O sertanejo era autêntico até em seu nascituro, onde ele para vir ao mundo exigia grande coragem de sua mãe, que tinha a alegria de um novo filho misturada com o sofrimento pela dor do parto, todas as sertanejas davam a luz aos seus filhos sem sair de dentro de suas casas, onde o apoio da medicina era dado pelas parteiras ou cachimbeiras, que eram o principal apoio que as mulheres recebiam na hora do parto, só que para “as mães veias” chegarem até o local onde ajudariam a um novo sertanejo vir ao mundo, elas tinham de romper horas seguidas de caminhada. Quase sempre o pai tinha de romper o dobro da caminhada, indo até a casa da parteira e voltando com a mesma até a sua casa.
A cultura deste povo único era permeada por toda uma misticidade e fervorosidade religiosa ele vivia toda uma vida de devoção, rezando para os seus santos prediletos, sendo que para cada santo havia sua novena, havia também as quermesses que misturava a festa religiosa e secular. Quem hoje ainda pode ver os penitentes, que possuíam toda uma enigmática em sua expressão religiosa? Talvez em bem pouco tempo ninquem mais os veja e sua expressão cultural seja suplantada para sempre, pois são poucas as ordens que ainda teimam em existir.
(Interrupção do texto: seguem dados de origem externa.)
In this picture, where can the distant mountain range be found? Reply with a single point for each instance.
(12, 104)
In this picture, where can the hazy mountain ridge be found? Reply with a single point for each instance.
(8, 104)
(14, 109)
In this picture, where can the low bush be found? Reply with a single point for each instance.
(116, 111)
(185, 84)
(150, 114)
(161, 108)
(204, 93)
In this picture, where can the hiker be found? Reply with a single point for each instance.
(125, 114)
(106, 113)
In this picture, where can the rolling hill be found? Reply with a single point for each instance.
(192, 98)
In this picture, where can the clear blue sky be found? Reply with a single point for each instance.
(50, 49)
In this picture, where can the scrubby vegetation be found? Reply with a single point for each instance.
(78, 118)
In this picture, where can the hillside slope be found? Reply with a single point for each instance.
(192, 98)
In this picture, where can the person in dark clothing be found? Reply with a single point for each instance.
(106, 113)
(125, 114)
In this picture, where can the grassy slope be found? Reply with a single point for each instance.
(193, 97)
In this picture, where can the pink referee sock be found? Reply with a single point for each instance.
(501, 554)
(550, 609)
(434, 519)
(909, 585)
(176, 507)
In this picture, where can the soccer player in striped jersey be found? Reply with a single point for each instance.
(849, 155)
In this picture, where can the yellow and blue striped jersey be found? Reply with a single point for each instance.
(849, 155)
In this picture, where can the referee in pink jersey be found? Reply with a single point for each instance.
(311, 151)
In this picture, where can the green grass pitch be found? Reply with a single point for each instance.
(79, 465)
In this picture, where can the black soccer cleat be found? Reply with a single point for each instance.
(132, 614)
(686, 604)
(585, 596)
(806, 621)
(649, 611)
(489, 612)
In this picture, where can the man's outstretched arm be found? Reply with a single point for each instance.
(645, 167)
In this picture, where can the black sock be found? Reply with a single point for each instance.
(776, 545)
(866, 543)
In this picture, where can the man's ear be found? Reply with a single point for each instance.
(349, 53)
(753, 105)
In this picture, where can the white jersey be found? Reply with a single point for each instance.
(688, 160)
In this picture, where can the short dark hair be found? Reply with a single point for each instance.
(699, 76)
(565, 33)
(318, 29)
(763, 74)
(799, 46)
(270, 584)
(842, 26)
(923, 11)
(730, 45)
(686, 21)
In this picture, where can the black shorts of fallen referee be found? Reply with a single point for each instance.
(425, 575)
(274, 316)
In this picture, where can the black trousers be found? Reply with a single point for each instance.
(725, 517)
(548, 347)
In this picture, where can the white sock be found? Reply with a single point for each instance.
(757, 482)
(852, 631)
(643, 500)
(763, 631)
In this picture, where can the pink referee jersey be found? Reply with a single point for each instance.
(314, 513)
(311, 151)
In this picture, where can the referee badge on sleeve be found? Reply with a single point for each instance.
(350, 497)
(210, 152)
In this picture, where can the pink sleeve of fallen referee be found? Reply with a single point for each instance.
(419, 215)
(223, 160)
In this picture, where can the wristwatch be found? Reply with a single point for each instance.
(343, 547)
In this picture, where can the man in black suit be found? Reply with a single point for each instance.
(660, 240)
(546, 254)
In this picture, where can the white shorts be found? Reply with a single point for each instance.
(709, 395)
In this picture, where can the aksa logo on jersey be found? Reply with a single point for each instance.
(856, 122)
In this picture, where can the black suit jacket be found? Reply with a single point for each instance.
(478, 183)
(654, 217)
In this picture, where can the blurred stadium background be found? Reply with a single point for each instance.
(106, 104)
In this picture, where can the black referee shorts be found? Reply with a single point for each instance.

Todos estes breves relatos tratam de uma história que parece a cada dia que passa sucumbir mais no esquecimento de seus atores sociais, aos poucos ela vai desaparecendo e muitos poucos, ainda teimam em viver na atemporalidade da preservação deste passado, mais do que viver este sentimento de nordestinidade e preciso que haja a preservação desta simbologia e vivência, pois só a partir da compreensão da importância destes sentimentos e que poderemos criar a nossa história, compreender quem somos, o que nos distingue e nos torna um povo único, sem a preservação deste sentimento do ser nordestino, a nossa nordestinidade poderá em muito breve não mais existir.